Reporting of suspected adverse reactions
Reporting suspected adverse reactions after authorisation of the medicinal product is important. It allows continued monitoring of the benefit/risk balance of the medicinal product. Healthcare professionals are asked to report any suspected adverse reactions via the national reporting system listed in
4.9 Overdose
In view of the mechanism of action of Fasturtec, an overdose will lead to low or undetectable plasma uric acid concentrations and increased production of hydrogen peroxide. Thus patients suspected of receiving an overdose should be monitored for haemolysis, and general supportive measures should be initiated as no specific antidote for Fasturtec has been identified.
5. PHARMACOLOGICAL PROPERTIES5.1 Pharmacodynamic properties
Pharmacotherapeutic group: Detoxifying agents for antineoplastic treatment, ATC code: V03AF07.
Mechanism of action
In humans, uric acid is the final step in the catabolic pathway of purines.
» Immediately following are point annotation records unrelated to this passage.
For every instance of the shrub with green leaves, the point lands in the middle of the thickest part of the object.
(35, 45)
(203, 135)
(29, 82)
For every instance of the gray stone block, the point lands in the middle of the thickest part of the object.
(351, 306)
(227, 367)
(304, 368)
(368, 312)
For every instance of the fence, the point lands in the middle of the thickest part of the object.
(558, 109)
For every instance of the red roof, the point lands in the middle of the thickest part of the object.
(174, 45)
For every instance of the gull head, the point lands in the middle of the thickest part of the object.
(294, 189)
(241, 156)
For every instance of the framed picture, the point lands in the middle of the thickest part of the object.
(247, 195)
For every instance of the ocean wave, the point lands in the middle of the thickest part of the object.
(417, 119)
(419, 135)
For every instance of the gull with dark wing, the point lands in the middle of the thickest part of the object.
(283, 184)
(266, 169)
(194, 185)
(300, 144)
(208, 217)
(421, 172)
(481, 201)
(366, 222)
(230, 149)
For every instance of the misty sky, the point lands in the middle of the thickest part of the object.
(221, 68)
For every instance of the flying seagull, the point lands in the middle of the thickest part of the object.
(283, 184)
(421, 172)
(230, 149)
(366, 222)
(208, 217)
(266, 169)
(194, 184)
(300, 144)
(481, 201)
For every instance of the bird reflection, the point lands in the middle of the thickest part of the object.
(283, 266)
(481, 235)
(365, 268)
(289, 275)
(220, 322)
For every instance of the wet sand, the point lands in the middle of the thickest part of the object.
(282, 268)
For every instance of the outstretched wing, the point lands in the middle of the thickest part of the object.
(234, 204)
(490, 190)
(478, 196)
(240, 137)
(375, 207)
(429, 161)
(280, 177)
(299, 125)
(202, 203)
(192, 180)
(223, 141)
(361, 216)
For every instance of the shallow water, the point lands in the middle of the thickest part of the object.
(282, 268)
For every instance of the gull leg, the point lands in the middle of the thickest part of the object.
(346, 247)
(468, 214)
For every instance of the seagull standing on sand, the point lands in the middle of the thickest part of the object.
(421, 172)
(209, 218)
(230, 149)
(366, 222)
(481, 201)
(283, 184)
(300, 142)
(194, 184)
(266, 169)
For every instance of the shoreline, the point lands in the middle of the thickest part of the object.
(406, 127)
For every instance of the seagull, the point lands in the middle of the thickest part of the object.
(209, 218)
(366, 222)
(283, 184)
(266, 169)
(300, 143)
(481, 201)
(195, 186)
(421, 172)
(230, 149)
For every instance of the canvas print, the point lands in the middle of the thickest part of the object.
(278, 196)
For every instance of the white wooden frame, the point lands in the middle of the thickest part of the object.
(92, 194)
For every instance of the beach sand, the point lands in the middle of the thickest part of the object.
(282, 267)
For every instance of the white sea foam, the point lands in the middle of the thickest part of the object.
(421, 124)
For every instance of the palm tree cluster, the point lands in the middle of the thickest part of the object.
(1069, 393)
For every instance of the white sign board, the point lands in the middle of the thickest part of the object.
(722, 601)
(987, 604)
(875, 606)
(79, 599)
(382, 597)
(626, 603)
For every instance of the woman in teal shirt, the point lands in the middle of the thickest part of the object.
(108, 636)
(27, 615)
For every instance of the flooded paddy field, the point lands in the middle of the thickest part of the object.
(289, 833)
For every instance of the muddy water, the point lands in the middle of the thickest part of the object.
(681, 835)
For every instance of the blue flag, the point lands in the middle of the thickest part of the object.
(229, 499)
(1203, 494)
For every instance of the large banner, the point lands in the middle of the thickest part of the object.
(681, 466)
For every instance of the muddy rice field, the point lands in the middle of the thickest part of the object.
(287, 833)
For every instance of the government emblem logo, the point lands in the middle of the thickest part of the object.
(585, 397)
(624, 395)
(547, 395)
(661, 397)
The acute increase in plasma levels of uric acid subsequent to the lysis of large numbers of malignant cells and during cytoreductive chemotherapy may lead to impairment of renal function and renal failure resulting from the precipitation of crystals of uric acid in renal tubules. Rasburicase is a highly potent uricolytic agent that catalyses enzymatic oxidation of uric acid into allantoin, a water soluble product, easily excreted by the kidneys in the urine.
The enzymatic oxidation of uric acid leads to stoichiometric formation of hydrogen peroxide. The increased of hydrogen peroxide over ambient levels can be eliminated by endogenous antioxidants and the only increased risk is for haemolysis in G6PD deficient and inherited anaemia patients.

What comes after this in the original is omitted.